Everybody is a Genius. But If You Judge a Fish by Its Ability to Climb a Tree, It Will Live Its Whole Life Believing that It is Stupid. –Einstein
Stereotypes are the main basis of prejudice and discrimination; yet multicultural education often reinforces stereotypes. How to resolve this problem?
My (Clive) social foundations ITE class this year is a dream come true: bursting with talent; an extremely diverse group but with a strong sense of camaraderie; full of fun but serious about learning to teach well. On Monday we had the second of three classes on inclusive education, with a focus that day on multicultural education. It was a wonderful session. Every student participated, and many spoke openly about their own racial and ethnic background. For example:
- Jim: Identifies as Black, born in Canada, of Caribbean ancestry, not tall enough to play basketball well, doesn’t like rap music.
- Janni: Born in Canada; her parents are of South Asian ancestry but grew up in South Africa and talk often about their life in that country.
- Sandi: Parents of Indian background, most of her schooling in Germany, often refers to herself as Tamil Canadian.
- Ali: Identified by others as Black, ½ Somali, ¼ Italian, lived much of his early life in Saudi Arabia before his family moved to Canada, family is Muslin but he isn’t really religious.
- Mike: Born in Canada but of ¾ Irish and ¼ Scots ancestry, classical musician, worried in school that when teachers saw his Irish name they would look down on him.
Given this ethnic complexity in today’s world, how can we take the common approach of talking about ethnic groups and resolving to respect the people who belong to them? In what sense do students have an ethnic identity? True, people differ a lot, but their differences rarely run along ethnic, racial, or religious lines. The differences within such categories are much greater than between them. A large proportion of a person’s identity comes from individual qualities, as advocates of differentiation and multiple intelligences have said for some time. Ethnicity is important and should be respected, but individuals have complex ethnicities and draw on each facet in distinctive ways.

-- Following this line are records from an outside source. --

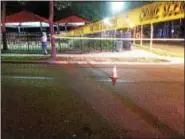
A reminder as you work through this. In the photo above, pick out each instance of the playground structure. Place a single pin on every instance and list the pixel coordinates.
(100, 36)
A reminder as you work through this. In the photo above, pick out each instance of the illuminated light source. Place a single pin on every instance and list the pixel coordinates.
(117, 6)
(131, 25)
(106, 22)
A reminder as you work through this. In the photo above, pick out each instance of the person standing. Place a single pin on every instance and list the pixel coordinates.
(44, 43)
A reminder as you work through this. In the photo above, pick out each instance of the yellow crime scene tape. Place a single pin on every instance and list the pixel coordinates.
(147, 14)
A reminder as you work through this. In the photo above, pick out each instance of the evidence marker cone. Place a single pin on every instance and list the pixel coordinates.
(114, 75)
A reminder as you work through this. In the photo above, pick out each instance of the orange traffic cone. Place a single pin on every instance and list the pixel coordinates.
(114, 75)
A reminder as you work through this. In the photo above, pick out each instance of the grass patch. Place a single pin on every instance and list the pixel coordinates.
(25, 57)
(160, 51)
(32, 58)
(46, 108)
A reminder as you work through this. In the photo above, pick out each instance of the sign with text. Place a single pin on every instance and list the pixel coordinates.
(147, 14)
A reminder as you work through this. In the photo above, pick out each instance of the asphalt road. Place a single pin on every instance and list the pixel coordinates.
(147, 100)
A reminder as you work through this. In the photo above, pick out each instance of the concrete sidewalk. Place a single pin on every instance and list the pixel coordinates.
(124, 54)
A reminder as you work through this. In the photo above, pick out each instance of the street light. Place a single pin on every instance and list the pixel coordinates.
(117, 6)
(106, 22)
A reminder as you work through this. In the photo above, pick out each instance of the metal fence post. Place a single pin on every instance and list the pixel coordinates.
(151, 35)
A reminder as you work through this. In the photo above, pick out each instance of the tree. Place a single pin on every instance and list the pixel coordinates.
(51, 15)
(5, 47)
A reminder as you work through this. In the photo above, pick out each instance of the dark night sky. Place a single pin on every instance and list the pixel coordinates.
(97, 11)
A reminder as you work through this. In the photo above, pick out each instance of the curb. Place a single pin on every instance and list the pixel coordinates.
(89, 62)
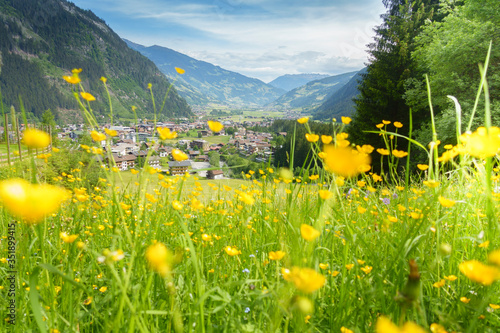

As the discussion unfolded, we came to the conclusion that in school we should focus largely on: (a) historical and current cases of bias and discrimination and their enormous human cost; (b) the positives of being inclusive; (c) the limits to ethnic and racial labelling; (d) commonalities that cut across sub-groups; and (e) the importance of individual identity.
At a personal level, many students seemed relieved at the thought that they could develop their own identity and didn’t have to fit a standard ethnic identity. I think many school students would feel the same way, and adopting this approach in the classroom would strengthen community and individual self-esteem.